Thinking lamely that perhaps the balloon might be breaking up, forming a cloud of aluminum like a gigantic mirror, Dr. Sanders watched the satellite setting in the southeast. As it faded, the dark canopy of the jungle flickered with a million points of light. Beside him Louise's white body glittered in a sheath of diamonds, the black surface of the river below spangled like the back of a sleeping snake.
3 Mulatto on the catwalks
In the darkness the worn columns of the arcade receded toward the eastern fringes of the town like pale ghosts, overtopped by the silent canopy of the forest. Sanders stopped outside the entrance of the hotel, and let the night air play on his creased suit. The faint odor of Louise's scent still clung to his face and hands. He stepped out into the road and looked up at his window. Unsettled by the image of the satellite, which had crossed the night sky like a warning beacon, Sanders had left the narrow, high-ceilinged hotel room and decided to go out for a walk. As he set off along the arcade toward the river, now and then passing the huddled form of a native asleep inside a roll of corrugated paper, he thought of Louise, with her quick smile and nervous hands, and her obsessional sunglasses. For the first time he felt convinced of the complete reality of Port Matarre. Already his memories of the _léproserie_ and Suzanne Clair had faded. In some ways his journey to Mont Royal had lost its point. If anything, it would have made more sense to take Louise back to Fort Isabelle and try to work out his life afresh there in terms of her rather than Suzanne.
Yet the need to find Suzanne Clair, whose distant presence, like a baleful planet, hung over the jungle toward Mont Royal, still remained. For Louise, too, he sensed that there were other preoccupations. She had told him something of her unsettled background, a childhood in one of the French communities in the Congo, and later of some kind of humiliation during the revolt against the central government after independence, when she and several other journalists had been caught in the rebel province of Katanga by mutinous _gendarmerie_. For Louise, as well as for himself, Port Matarre with its empty light was a neutral point, a dead zone on the African equator to which they had both been drawn. However, nothing achieved there, between themselves or anyone else, would necessarily have any lasting value.
At the end of the street, opposite the lights of the halfempty police prefecture, Sanders turned right along the river and walked toward the native market.
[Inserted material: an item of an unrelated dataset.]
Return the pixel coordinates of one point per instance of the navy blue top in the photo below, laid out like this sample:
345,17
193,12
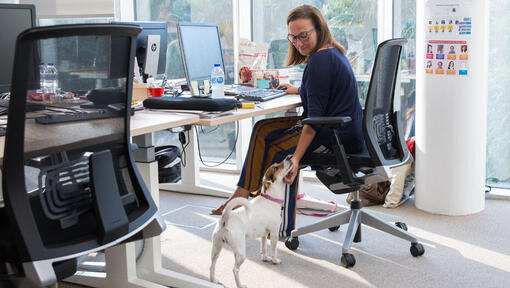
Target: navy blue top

The steamer had sailed for Libreville, and the main wharves were deserted, the gray hulls of four landing craft tied together in pairs. Below the market was the native harbor, a maze of small piers and catwalks. This water-borne shanty town of some two hundred boats and rafts was occupied at night by the stall holders in the market. A few fires burned from the tin stoves in the steering wells, lighting up the sleeping cubicles beneath the curved rattan roofs. One or two men sat on the catwalks above the boats, and a small group were playing dice at the end of the first pier, but otherwise the floating cantonment was silent, its cargo of jewelry eclipsed by the night.